In Brazil, GW Faculty Take Part in Phase II of DNA-Based Zika Vaccine Trial

Artistic image of a mosquito

The National Institutes of Health (NIH) is embarking on a phase II trial of a DNA-based Zika vaccine, with the goal of enrolling almost 2,500 participants at sites spread across countries where people have been infected by the virus. The trial at one of those sites, in Belo Horizonte, Brazil, is being run by faculty from the George Washington University (GW) School of Medicine and Health Sciences (SMHS) in collaboration with Brazilian investigators at the Hospital das Clínicas.  

David Diemert, MD

The two main objectives of the study, according to David Diemert, MD, associate professor of microbiology, immunology, and tropical medicine at SMHS, are to test the safety of the vaccine in the population and “to induce an immune response that would prevent an infection with the virus.”

The Zika virus is primarily transmitted to humans through the bite of infected Aedes aegypti mosquitoes, and can be transmitted from an infected pregnant woman to her baby during pregnancy, which can result in serious birth defects, including microcephaly, according to the National Institutes of Health.

Diemert said that while researchers are working on other types of Zika vaccines, the importance of a DNA-based vaccine is that it can be used in pregnant women who cannot receive live viral vaccines. The vaccine was created by scientists at the National Institute of Allergy and Infectious Diseases.

The initial goal in Belo Horizonte is to enroll 100 people in the trial. Each participant will get a series of three injections over the space of four months and be followed for two years. Participants will be on the younger side, ages 15 to 35, said Jeffrey Bethony, PhD, professor of microbiology, immunology, and tropical medicine at SMHS, who currently is on site in Brazil.

The volunteers will be required to participate in frequent specimen collections of urine and blood to test for the virus. Bethony said the research team will educate participants about potential symptoms of infection so they know to come to the site for assessment if they experience a fever or other issues.

The other sites, which are located in the United States, Peru, Ecuador, Puerto Rico, Costa Rica, Panama, Columbia, and Mexico, will be in contact over the course of the study to share information and their experiences, said Diemert. The samples collected from participants, however, will be sent to a central repository in the U.S., and once there will be analyzed.

Jeffrey Bethony, PhD

Currently, Diemert said, it’s too early to know what the Zika transmission season in Brazil will be like this year. “You don’t know what’s going to happen this year, and you don’t know where it’s going to pop up,” Bethony added. However, thanks to the trial sites, “wherever there is a Zika outbreak, the [NIH] will divert more resources there.”

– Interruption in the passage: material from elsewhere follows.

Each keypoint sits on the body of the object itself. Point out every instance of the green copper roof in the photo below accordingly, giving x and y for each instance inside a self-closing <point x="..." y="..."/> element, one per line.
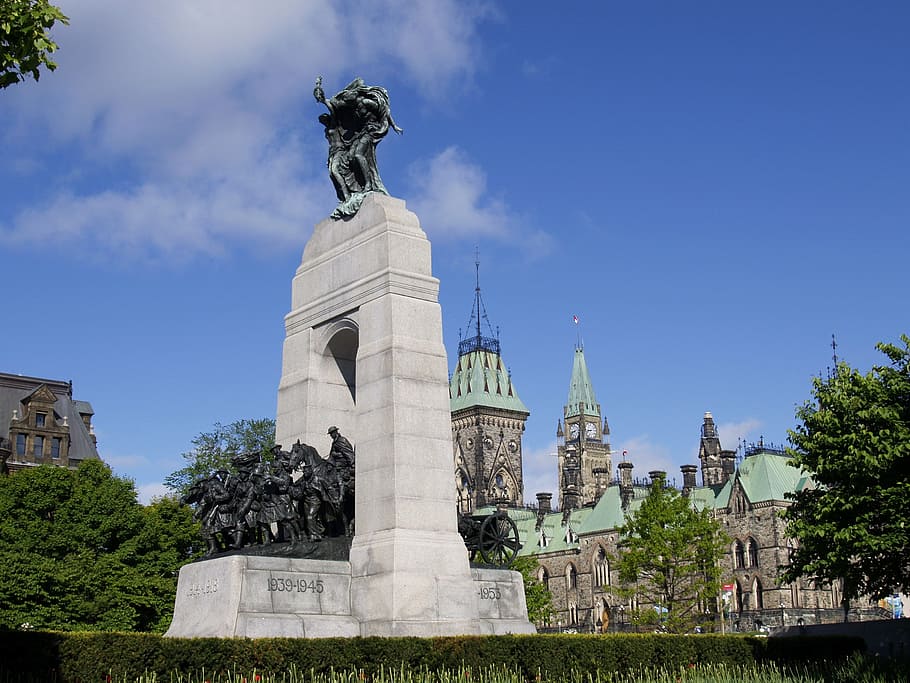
<point x="768" y="476"/>
<point x="481" y="379"/>
<point x="580" y="388"/>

Diemert said with the Zika vaccine trial being a high-priority for the NIH, GW is honored to be part of the effort.

This isn’t the only effort surrounding Zika that the Office of International Medicine Programs (IMP) and the Department of Microbiology, Immunology, and Tropical Medicine have been involved in. In November 2016, the two co-sponsored a two-day scientific research summit in Brazil with the Instituto Butantan and Universidade de São Paulo focused on the virus.

This summit, spearheaded by Douglas Nixon, M.D., Ph.D., chair of the Department of Microbiology, Immunology, and Tropical Medicine, leveraged existing relationships with institutions in Brazil and the expertise of GW faculty to contribute to the dialogue about the Zika virus.

Scientific summits like the one focused on the Zika virus are an important part of IMP’s goals to facilitate international research and training partnerships. The events bring GW and international researchers together to address some of the world’s most devastating health issues.